Lawmakers drafted the final text of the bill on Thursday and put it to a vote on Friday after debate, drawing criticism from Republicans for the short turnaround time. The state Senate approved the bill 43-20 on Friday on a party-line vote, and the state Assembly approved the legislation Friday night 91-51.
The new law establishes a strict licensing process to obtain a concealed carry permit and a list of places considered “sensitive” – including Times Square – where the possession of firearms will be illegal, according to the legislative text. Other areas defined as sensitive include government-owned buildings, schools, health care facilities, places of worship, and public transportation. People who carry a weapon in a prohibited location could be charged with a felony under the law.
During a press conference the previous Friday in Albany, Hochul shared the impetus behind the legislation and some of its details.
“With a stroke of the pen, (the Supreme Court) removed long-standing limitations that we were able to use in New York State to make smart decisions about who should have the right to carry a gun,” Hochul said. “We think gun laws like those have made New York safer.”

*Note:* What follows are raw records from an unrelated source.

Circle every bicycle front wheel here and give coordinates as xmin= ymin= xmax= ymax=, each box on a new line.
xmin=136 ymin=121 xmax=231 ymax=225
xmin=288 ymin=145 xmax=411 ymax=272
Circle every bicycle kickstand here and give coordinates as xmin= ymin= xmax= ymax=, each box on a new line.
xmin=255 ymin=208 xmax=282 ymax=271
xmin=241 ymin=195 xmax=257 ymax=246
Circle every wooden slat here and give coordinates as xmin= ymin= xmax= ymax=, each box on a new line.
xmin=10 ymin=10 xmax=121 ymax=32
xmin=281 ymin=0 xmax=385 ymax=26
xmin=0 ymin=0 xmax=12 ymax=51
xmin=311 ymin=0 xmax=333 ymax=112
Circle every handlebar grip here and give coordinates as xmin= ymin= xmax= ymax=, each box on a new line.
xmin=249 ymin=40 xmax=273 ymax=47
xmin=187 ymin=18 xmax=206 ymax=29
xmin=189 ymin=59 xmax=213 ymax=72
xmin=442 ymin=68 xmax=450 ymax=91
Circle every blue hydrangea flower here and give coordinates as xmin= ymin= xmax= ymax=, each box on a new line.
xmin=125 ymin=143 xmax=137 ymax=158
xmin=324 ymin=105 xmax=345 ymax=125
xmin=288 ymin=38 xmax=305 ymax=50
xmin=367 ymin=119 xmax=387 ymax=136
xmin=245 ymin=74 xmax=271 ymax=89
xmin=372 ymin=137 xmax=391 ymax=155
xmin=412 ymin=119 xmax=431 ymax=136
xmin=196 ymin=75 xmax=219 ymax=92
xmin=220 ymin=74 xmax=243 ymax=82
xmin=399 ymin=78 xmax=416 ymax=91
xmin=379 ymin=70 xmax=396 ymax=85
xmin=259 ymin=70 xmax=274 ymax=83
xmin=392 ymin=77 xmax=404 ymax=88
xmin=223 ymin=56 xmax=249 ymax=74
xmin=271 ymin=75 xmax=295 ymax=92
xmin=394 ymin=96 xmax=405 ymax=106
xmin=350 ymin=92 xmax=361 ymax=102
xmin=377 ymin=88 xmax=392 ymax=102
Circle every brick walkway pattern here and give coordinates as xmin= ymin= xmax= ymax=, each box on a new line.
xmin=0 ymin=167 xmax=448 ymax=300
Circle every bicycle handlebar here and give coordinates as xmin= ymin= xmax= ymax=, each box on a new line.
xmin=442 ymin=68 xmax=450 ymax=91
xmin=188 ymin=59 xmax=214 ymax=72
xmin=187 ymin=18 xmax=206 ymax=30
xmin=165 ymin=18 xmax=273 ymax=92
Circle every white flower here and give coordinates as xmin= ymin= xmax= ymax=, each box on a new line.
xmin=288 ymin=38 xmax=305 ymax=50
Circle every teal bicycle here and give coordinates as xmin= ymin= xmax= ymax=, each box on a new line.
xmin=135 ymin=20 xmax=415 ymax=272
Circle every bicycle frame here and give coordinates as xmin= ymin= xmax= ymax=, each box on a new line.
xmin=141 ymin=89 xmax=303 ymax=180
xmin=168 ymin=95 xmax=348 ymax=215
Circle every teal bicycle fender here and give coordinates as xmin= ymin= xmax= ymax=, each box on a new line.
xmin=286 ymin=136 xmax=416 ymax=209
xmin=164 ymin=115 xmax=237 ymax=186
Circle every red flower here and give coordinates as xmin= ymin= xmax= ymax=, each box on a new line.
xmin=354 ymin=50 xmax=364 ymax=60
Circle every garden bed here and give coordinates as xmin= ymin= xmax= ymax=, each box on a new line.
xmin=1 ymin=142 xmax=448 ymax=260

The law enacts a strict authorization process for concealed carry licenses. It requires background checks for ammunition sales, a policy that Hochul says is not intended to target legal gun owners.
Under the law, gun owners will be required to store firearms in secure locations in their residences if minors under the age of 18 reside in the home, an increase from the previously established age of 16.
Democratic leaders have said they hope gun advocates will challenge the legislation in court, but believe the bill’s language will stick.
New York State Senate Majority Leader Andrea Stewart-Cousins said during a news conference Friday that lawmakers crafted the language carefully following the Supreme Court’s decision.
“We wanted to make sure our permitting process could stand up to scrutiny, and the technical aspects took a long time. But we are confident that we are giving New York, once again, an opportunity to not only be able to have its cargo hidden, but also to keep New Yorkers safe,” Stewart-Cousins said.
Last week, the Supreme Court struck down New York’s gun law that required a resident to obtain a license to carry a concealed pistol or revolver in public and show there was “adequate cause” to obtain the permit.
Applicants had been required to show a “real and articulable” need for self-defense, rather than one that is “speculative or misleading.”
In the wake of the Supreme Court’s decision, Hochul called it “shocking” and “terrifying in the scope of how they are setting this nation back and our ability to protect our citizens.”
He added that it was “particularly painful” that the ruling “come at this time, when we are still dealing with families who are suffering from the mass shootings that have occurred — the loss of life, their beloved children and grandchildren.”
In May, a gunman opened fire at a Buffalo, New York, supermarket in a predominantly black neighborhood, killing 10 people in a shooting that authorities said was a racist hate crime.
The governor called state lawmakers into a special session this week to pass gun legislation.
Last month, Hochul signed a legislative package to toughen state gun laws, including a law that raised the minimum age to buy a semi-automatic rifle to 21.
Trends Wide’s Mirna Alsharif contributed to this report.